Deo learned music from his father, spending his early years in Pen and Nagpur before settling in Dadar. A physics graduate, he joined All India Radio as a sitar player where his job also involved checking if poems or songs were music worthy.
“That is where I started to learn (music) seriously, as I had to give reasons for rejecting songs and poems. Often, I would present a better alternative and silence the complainant,” he chuckled.
Deo got married again in 1983 to Karuna, a noted radio announcer, and took sanyas a year later. “People criticised and ridiculed me but my wife stood by me,” said the Osho Rajnish follower.
Deo is known for his compositions in Bhav Geet, a semi-classical form where poems are composed to music. He has composed music for more than 40 Marathi plays and films, including Saaz, which was loosely based on the lives of sisters Lata Mangeshkar and Asha Bhosale.
When asked to compare the sisters, he said that each was unique.

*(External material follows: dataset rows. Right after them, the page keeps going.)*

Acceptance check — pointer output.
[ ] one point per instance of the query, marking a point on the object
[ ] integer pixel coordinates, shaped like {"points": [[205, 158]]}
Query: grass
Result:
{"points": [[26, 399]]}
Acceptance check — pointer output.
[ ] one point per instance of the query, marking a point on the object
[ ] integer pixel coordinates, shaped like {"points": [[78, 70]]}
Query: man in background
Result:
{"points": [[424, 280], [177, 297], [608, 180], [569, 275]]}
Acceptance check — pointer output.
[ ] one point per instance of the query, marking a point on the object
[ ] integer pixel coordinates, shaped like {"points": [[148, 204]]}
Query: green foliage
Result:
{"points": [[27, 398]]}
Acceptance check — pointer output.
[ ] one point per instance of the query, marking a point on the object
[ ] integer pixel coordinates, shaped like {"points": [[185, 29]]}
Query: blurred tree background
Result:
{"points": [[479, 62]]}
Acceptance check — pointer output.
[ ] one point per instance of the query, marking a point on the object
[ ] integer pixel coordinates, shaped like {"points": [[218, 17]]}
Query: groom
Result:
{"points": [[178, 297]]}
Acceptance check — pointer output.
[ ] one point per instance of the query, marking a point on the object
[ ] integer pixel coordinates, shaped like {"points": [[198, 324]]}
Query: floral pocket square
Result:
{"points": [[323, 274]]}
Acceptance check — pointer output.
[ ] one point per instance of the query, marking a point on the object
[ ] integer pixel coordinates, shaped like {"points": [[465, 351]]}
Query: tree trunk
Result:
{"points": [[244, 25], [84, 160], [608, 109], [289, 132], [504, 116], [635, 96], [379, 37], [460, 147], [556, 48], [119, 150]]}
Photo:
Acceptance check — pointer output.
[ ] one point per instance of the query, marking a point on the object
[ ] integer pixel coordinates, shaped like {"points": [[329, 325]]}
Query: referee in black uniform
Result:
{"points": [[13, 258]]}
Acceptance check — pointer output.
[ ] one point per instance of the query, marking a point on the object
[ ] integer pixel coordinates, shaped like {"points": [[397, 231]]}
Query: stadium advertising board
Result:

“Ashabai has handled a wider range of songs than Latabai. But they never tried to do what the other is doing.”
“Today, you see everyone rushing with a cell phone glued to their ears. Each one has so many tasks that everything is completed almost breathlessly. That same dhad dhad (chaos) is reflected in music and liked by the people as they identify with it. That is neither good for music nor the psychological health of a person.”
Deo is currently working on a song for a Marathi film. “When the producers approached me, I said, instead of me approving the film, you decide if your people will still accept me.” The film will be released next year.